Nosotros, los que sentamos el pulso de la actualidad y de las verdades, aunque para algunos sean a medias o tengan un color u otro, también lloramos. Nosotros, los que damos noticias, cruzamos trincheras y somos el altavoz de dolores y alegrías, sentimos, latimos y vibramos con las emociones ajenas. Nosotros también hemos sido un mar de lágrimas retransmitiendo el peor desenlace del mundo: el asesinato de un pececillo a manos de su madrasta, como en el peor cuento de nuestra infancia, y en muchos casos nos hemos visto obligados, como oscuros narradores, a elevar las preguntas que no debíamos o que no deseábamos interpelar.
A nosotros tampoco nos gusta hacer amarillismo, apostarnos en la puerta de unos padres rotos ni ver cómo nuestros titulares se vuelven tendenciosos a la luz de nuestros editores. Muchos nos hemos visto obligados a “hacer la calle” con las directrices que nos han marcado, porque no somos sino simples cronistas de la vida.
La primera vez que tuve que cubrir un accidente múltiple en el que había fallecido una familia al completo llegué a mi casa jurando que nunca más haría algo así. Llamé a un timbre que me devolvió un quejido roto y vi cómo una mujer me abría la puerta y respondía a mis preguntas como si yo fuese una ensoñación y todo aquello no le estuviese pasando. Al rato me echó, dándose cuenta de que yo nada tenía que ver con su duelo. Me disculpé cien veces y odié escribir aquella noticia, poniendo sentimientos a un dolor que era obvio. No era necesario hurgar en su herida entonces y no lo es ahora, aunque en algunos casos tengamos que obedecer órdenes de “arriba” escudadas en audiencias. Un año después me estrené en nacional con una crónica desde la emisora de radio en la que hacía mis prácticas para relatar, con detalle, el deceso de una veintena de niños que acudían a un campamento de verano al que nunca llegaron. De nuevo mis palabras fueron un cilicio que me raspó la conciencia y laceró una vocación que comenzaba a mostrarse más agria que dulce.
Fue en 2009, entrevistando en Ibiza a Juan Antonio, el padre de Mari Luz Cortés, la niña que fue asesinada solo un año antes por el pederasta Santiago del Valle, cuando no pude evitar que mi garganta crujiese y se me enredasen las palabras. En aquel caso era él quien recorría España en un autobús buscando recabar firmas para encrudecer las penas para quienes cometiesen actos tan brutales y, al menos, no me sentí como una ladrona de penas. El ofrecimiento de su relato era sincero y venía de su parte. Cuando le pregunté de dónde sacaba la fuerza para emprender aquella gesta, su respuesta me dejó sin habla y me provocó un sollozo frío: “Yo no sé si tú tienes hijos, pero lo hago para que ellos puedan bajar sin miedo a por una bolsa de gusanitos y volver a tus brazos, para que no tengan miedo y para que tú no pases por lo que yo estoy sufriendo”. Les aseguro que cada vez que recuerdo aquella frase un escalofrío azul se me engancha a la espalda, el mismo que me ha llevado a no querer estar en esa tesitura.

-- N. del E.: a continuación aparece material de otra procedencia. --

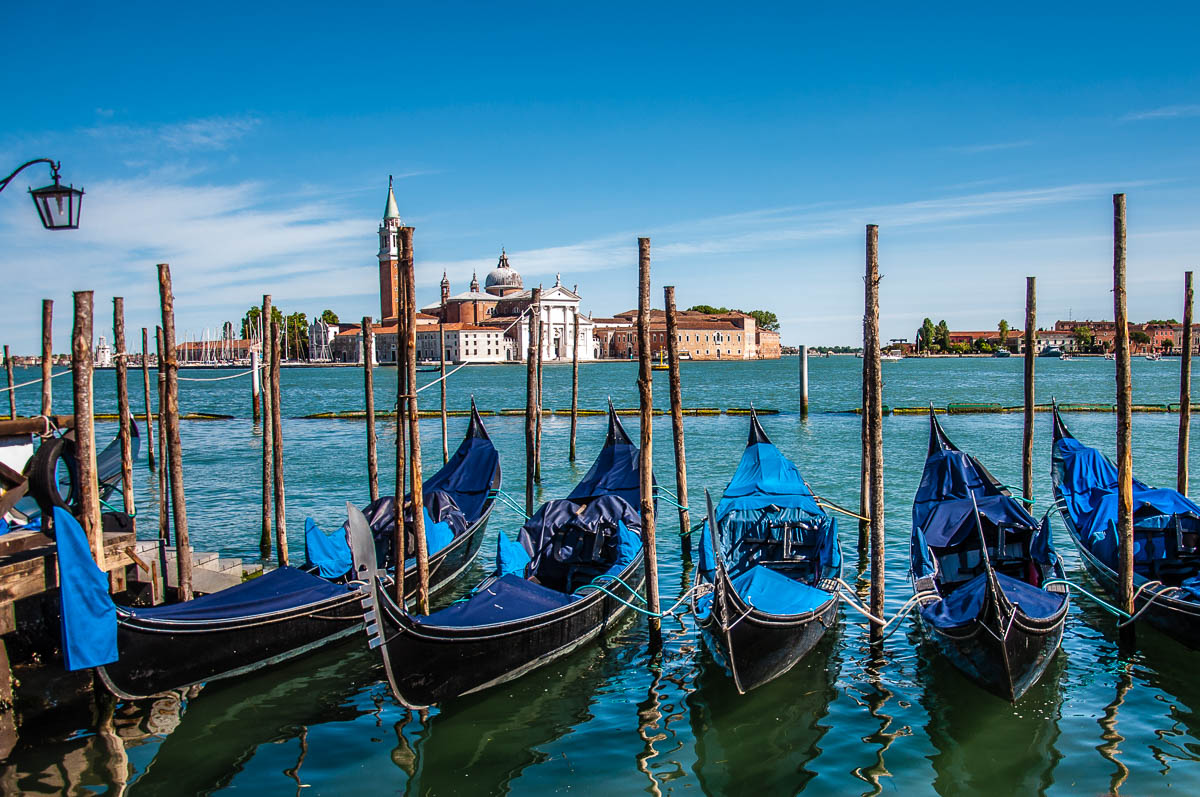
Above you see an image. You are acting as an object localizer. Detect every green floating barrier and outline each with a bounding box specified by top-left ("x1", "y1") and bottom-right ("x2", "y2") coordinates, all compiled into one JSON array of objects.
[
  {"x1": 892, "y1": 406, "x2": 944, "y2": 415},
  {"x1": 1131, "y1": 404, "x2": 1169, "y2": 413},
  {"x1": 1059, "y1": 403, "x2": 1114, "y2": 412},
  {"x1": 726, "y1": 408, "x2": 779, "y2": 415},
  {"x1": 947, "y1": 403, "x2": 1004, "y2": 414}
]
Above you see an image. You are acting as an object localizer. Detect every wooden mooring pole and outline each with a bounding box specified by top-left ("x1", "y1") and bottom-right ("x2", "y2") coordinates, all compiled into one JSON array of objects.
[
  {"x1": 41, "y1": 299, "x2": 53, "y2": 416},
  {"x1": 363, "y1": 318, "x2": 379, "y2": 502},
  {"x1": 664, "y1": 286, "x2": 691, "y2": 561},
  {"x1": 156, "y1": 328, "x2": 170, "y2": 546},
  {"x1": 637, "y1": 238, "x2": 662, "y2": 641},
  {"x1": 864, "y1": 225, "x2": 885, "y2": 643},
  {"x1": 71, "y1": 292, "x2": 103, "y2": 566},
  {"x1": 1113, "y1": 194, "x2": 1135, "y2": 644},
  {"x1": 1023, "y1": 277, "x2": 1037, "y2": 503},
  {"x1": 3, "y1": 347, "x2": 13, "y2": 420},
  {"x1": 525, "y1": 288, "x2": 541, "y2": 517},
  {"x1": 799, "y1": 344, "x2": 809, "y2": 419},
  {"x1": 439, "y1": 318, "x2": 448, "y2": 464},
  {"x1": 113, "y1": 298, "x2": 135, "y2": 518},
  {"x1": 270, "y1": 319, "x2": 288, "y2": 566},
  {"x1": 1180, "y1": 271, "x2": 1193, "y2": 496},
  {"x1": 570, "y1": 309, "x2": 579, "y2": 462},
  {"x1": 394, "y1": 227, "x2": 414, "y2": 605},
  {"x1": 250, "y1": 349, "x2": 261, "y2": 424},
  {"x1": 159, "y1": 264, "x2": 192, "y2": 600},
  {"x1": 403, "y1": 236, "x2": 430, "y2": 614},
  {"x1": 535, "y1": 306, "x2": 543, "y2": 483},
  {"x1": 141, "y1": 327, "x2": 156, "y2": 472},
  {"x1": 260, "y1": 295, "x2": 274, "y2": 559}
]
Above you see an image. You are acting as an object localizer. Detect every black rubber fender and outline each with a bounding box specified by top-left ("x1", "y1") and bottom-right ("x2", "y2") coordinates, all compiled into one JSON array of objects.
[{"x1": 24, "y1": 436, "x2": 79, "y2": 531}]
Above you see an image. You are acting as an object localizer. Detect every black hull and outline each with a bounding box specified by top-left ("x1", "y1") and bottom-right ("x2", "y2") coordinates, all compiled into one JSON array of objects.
[
  {"x1": 696, "y1": 570, "x2": 839, "y2": 694},
  {"x1": 917, "y1": 583, "x2": 1067, "y2": 702},
  {"x1": 376, "y1": 560, "x2": 645, "y2": 708},
  {"x1": 99, "y1": 511, "x2": 493, "y2": 699}
]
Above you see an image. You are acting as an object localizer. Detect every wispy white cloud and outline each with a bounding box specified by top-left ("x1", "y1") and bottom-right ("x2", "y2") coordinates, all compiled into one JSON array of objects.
[
  {"x1": 86, "y1": 114, "x2": 261, "y2": 152},
  {"x1": 945, "y1": 140, "x2": 1033, "y2": 154},
  {"x1": 1121, "y1": 104, "x2": 1200, "y2": 122}
]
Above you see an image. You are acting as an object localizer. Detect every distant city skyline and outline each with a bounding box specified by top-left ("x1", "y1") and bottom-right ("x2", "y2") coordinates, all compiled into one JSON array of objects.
[{"x1": 3, "y1": 3, "x2": 1199, "y2": 353}]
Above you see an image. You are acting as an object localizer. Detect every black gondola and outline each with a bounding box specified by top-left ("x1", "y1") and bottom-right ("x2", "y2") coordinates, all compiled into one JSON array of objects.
[
  {"x1": 1051, "y1": 405, "x2": 1200, "y2": 648},
  {"x1": 911, "y1": 411, "x2": 1068, "y2": 701},
  {"x1": 95, "y1": 404, "x2": 500, "y2": 699},
  {"x1": 692, "y1": 410, "x2": 842, "y2": 694},
  {"x1": 359, "y1": 405, "x2": 651, "y2": 708}
]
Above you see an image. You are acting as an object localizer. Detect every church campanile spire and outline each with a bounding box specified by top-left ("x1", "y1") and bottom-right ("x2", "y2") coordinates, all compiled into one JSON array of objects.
[{"x1": 378, "y1": 176, "x2": 402, "y2": 321}]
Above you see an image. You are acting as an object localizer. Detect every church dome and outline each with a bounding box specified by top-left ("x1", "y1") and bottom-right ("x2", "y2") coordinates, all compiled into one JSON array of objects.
[{"x1": 484, "y1": 250, "x2": 523, "y2": 295}]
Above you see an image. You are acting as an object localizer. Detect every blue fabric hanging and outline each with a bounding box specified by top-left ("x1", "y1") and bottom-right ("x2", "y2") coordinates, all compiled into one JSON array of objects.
[
  {"x1": 53, "y1": 507, "x2": 117, "y2": 670},
  {"x1": 0, "y1": 517, "x2": 9, "y2": 537},
  {"x1": 420, "y1": 507, "x2": 454, "y2": 558},
  {"x1": 496, "y1": 531, "x2": 532, "y2": 577},
  {"x1": 305, "y1": 517, "x2": 353, "y2": 578}
]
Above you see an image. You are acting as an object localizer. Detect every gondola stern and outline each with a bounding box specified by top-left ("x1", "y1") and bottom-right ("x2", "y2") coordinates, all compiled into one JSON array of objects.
[
  {"x1": 927, "y1": 407, "x2": 958, "y2": 457},
  {"x1": 467, "y1": 397, "x2": 491, "y2": 441},
  {"x1": 747, "y1": 405, "x2": 772, "y2": 446}
]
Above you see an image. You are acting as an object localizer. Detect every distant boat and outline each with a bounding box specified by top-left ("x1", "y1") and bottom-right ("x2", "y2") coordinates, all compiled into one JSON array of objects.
[
  {"x1": 1039, "y1": 347, "x2": 1063, "y2": 358},
  {"x1": 1059, "y1": 353, "x2": 1074, "y2": 361},
  {"x1": 992, "y1": 349, "x2": 1012, "y2": 358},
  {"x1": 1104, "y1": 353, "x2": 1115, "y2": 361},
  {"x1": 1146, "y1": 353, "x2": 1162, "y2": 361},
  {"x1": 881, "y1": 351, "x2": 903, "y2": 361}
]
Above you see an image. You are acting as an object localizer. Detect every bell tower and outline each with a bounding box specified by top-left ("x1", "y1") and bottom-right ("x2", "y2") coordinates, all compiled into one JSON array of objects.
[{"x1": 378, "y1": 176, "x2": 402, "y2": 322}]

Estos días viendo peces de colores recorriendo un país, a familias enteras rogando que el pequeño Gabriel apareciera y a unas personas buenas, maravillosas y llenas de amor suplicando que les devolviesen a su niño, he vuelto a recordar a Juan Antonio Cortés y a rezar a ese Dios que no es el mío por si sonaba la flauta y su historia tenía un final feliz. Estos días he llorado mucho por esas personas nobles, por el hijo que hubiese sido una gran persona porque quería ser como ellos, por su mensaje ausente de odio y de rabia, por el racismo y la ira que ha provocado en los que claman el “ojo por ojo” y por Juan Antonio, que ha llorado de nuevo abrazado a ellos porque su victoria hubiese sido la de todos.

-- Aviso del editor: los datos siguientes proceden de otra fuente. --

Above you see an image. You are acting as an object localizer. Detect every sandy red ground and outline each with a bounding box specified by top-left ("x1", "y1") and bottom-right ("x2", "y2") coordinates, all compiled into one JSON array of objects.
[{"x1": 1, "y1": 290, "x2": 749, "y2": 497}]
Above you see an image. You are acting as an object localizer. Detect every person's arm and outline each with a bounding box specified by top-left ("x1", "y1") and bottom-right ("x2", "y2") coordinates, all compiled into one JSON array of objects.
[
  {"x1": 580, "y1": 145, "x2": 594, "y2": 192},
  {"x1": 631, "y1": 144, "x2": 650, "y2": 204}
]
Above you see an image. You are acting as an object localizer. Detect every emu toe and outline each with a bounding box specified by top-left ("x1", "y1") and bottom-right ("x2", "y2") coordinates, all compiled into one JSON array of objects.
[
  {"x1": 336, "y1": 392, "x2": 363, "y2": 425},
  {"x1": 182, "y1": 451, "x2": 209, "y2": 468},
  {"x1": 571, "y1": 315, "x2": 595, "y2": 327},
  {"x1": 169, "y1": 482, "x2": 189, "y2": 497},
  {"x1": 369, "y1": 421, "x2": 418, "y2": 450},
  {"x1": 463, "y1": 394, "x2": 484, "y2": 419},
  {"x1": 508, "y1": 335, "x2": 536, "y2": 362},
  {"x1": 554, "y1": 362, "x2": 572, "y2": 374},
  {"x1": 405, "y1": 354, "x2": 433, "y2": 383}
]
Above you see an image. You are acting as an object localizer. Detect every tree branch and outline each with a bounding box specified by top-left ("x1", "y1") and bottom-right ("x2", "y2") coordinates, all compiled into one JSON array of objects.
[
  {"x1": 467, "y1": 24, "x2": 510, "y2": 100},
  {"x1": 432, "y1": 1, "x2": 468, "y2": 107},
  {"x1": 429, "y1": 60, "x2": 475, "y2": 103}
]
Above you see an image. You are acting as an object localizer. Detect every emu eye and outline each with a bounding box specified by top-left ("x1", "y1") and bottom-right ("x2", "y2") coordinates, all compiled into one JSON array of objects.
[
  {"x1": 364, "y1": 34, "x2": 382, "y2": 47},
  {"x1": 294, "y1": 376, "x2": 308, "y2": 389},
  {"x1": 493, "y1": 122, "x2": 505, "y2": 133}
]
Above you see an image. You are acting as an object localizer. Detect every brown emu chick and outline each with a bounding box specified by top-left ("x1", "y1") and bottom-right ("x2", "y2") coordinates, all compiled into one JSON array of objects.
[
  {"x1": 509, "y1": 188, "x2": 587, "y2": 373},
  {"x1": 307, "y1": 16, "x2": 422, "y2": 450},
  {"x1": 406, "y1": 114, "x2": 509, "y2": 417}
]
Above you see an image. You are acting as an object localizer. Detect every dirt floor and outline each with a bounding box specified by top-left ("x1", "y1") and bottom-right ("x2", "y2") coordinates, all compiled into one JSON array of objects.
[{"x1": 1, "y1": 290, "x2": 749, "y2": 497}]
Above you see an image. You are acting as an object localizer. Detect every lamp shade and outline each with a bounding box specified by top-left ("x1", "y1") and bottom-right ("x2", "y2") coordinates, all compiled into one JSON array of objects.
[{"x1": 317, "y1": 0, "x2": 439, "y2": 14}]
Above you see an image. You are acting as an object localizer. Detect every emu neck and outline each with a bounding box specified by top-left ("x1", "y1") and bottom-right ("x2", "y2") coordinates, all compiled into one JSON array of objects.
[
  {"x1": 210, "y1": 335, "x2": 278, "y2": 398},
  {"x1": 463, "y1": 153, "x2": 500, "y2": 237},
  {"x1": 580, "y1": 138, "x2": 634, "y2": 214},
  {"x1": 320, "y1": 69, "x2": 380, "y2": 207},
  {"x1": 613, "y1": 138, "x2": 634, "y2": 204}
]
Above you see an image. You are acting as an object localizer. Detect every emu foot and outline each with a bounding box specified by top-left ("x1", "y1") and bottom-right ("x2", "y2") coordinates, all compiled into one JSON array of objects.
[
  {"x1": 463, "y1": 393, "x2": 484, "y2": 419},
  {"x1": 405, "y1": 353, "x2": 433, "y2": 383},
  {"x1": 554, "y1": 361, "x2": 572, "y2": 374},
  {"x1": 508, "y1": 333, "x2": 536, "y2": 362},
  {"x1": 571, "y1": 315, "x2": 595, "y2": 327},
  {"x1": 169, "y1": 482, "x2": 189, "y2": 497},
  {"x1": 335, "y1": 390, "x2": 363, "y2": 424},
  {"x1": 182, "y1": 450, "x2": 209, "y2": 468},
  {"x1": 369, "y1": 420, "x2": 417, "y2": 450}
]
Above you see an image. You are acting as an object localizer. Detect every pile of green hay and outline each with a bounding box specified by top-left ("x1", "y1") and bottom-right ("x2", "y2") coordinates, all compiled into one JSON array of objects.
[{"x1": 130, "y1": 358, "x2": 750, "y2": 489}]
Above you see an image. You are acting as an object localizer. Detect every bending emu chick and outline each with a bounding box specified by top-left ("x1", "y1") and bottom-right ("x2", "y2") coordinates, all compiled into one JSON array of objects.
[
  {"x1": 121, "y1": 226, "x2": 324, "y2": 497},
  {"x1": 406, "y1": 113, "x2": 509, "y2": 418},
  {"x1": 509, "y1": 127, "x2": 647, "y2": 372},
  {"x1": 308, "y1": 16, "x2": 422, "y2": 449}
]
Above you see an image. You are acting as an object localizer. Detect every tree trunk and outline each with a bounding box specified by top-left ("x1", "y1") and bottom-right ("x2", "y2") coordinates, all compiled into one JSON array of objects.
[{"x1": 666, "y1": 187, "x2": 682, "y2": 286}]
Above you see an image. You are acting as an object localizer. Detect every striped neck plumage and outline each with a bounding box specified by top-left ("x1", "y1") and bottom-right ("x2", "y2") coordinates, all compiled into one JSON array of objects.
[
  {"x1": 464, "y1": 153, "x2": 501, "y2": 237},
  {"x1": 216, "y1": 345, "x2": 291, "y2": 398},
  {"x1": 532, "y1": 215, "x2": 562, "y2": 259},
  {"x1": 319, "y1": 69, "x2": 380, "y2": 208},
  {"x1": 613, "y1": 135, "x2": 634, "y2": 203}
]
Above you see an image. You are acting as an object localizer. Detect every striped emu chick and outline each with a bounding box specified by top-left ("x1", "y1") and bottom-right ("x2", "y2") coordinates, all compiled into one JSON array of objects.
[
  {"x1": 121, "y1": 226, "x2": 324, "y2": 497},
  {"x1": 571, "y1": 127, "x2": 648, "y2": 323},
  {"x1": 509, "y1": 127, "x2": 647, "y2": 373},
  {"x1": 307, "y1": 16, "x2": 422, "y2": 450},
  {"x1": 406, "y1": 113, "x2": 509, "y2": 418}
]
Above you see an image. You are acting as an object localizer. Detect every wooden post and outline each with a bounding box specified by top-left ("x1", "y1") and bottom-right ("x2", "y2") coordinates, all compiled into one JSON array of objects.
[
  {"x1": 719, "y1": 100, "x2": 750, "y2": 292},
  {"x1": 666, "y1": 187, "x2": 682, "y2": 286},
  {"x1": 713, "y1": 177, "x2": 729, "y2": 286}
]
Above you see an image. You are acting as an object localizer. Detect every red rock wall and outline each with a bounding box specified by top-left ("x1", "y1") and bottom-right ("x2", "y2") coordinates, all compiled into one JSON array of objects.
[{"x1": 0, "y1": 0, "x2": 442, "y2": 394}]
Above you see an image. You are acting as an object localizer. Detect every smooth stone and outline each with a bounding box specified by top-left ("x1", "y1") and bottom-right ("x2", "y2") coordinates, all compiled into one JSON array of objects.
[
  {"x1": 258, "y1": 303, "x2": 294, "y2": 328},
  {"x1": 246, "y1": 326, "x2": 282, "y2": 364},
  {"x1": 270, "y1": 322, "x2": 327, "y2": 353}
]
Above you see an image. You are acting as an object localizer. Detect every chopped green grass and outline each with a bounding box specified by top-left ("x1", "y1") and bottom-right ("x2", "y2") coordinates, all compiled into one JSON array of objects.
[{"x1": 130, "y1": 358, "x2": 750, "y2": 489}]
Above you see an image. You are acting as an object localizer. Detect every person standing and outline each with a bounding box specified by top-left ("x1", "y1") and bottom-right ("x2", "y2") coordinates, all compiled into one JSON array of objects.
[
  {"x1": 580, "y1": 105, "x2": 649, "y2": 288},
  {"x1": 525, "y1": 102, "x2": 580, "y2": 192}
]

Yo no sé qué puede llevar a alguien a terminar con la vida de otra persona, y mucho menos de un inocente niño, pero me quiero quedar con el mensaje de amor de unos padres que, aunque ya no podrán volver a abrazar a sus pequeños, siguen dando las gracias, ofreciendo sus manos y sintiéndose afortunados por haberlos tenido.
Por mi parte me disculpo como parte de estos cronistas que algunas veces no sabemos cuándo apagar los micros, que nos comemos nuestras lágrimas enarbolando nuestra obligación de informar, como si por ello salvásemos vidas. Perdón por las veces en las que nos cambia el color de las noticias y nos salen rosas o amarillas en vez de blancas, y gracias por las lecciones de vida que nos dan los auténticos héroes de este mundo.
Sigue nadando “pececillo”, una princesa llena de “Luz” te enseñará el camino de los auténticos ángeles.